Objective 1) Enable the development of new, commercial cotton varieties which express high levels of oleic acid in the seed.
Sub-objective 1a) Study FAD2 structure in naturally high oleic acid cotton accessions.
Sub-objective 1b) Use genes and other DNA regulatory elements associated with cyclopropyl fatty acid synthesis to silence production of these fatty acids in developing cottonseed.
Sub-objective 1c) Determine the compositional and functional property differences between naturally high oleic acid and normal cottonseed oils.
Objective 2) Enable new commercial process technologies that maximize the profitability of converting low-gossypol cotton seed into oil and meal products.
Sub-objective 2a) Determine conditions that result in low-color oils from the processing of glandless cottonseed.
Sub-objective 2b) Physically refine crude cottonseed oil from glandless cottonseed to produce commercial grade oil.
Objective 3) Enable the commercial production of new products from the protein fraction of cottonseed meal.
Sub-objective 3a) Improve water resistance of cottonseed protein meals, concentrates and isolates used as wood adhesives.

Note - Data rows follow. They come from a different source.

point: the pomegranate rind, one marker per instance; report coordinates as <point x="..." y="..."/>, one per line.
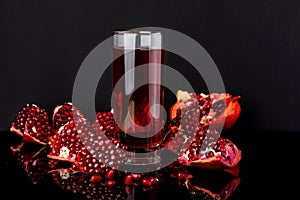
<point x="227" y="118"/>
<point x="29" y="139"/>
<point x="26" y="137"/>
<point x="231" y="114"/>
<point x="14" y="130"/>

Sub-objective 3b) Explore the use of cottonseed proteins as functional additives in non-food commercial products.
Sub-objective 3c) Explore the use of cottonseed protein fractions to improve non-food product properties.
Objective 4) Enable the commercial production of new bioactive food ingredients from glandless (no gossypol) cottonseed.
Sub-objective 4a) Identify minor bioactive phenolic components from glandless cottonseed.
Sub-objective 4b) Identify bioactive peptides and proteins from glandless cottonseed.
Objective 5) Enable the commercial production of new products from the carbohydrate components in cottonseed burrs, hulls and kernels.
Sub-objective 5a) Isolate, characterize, and study the functionality of hemicellulosic components from seed processing byproducts.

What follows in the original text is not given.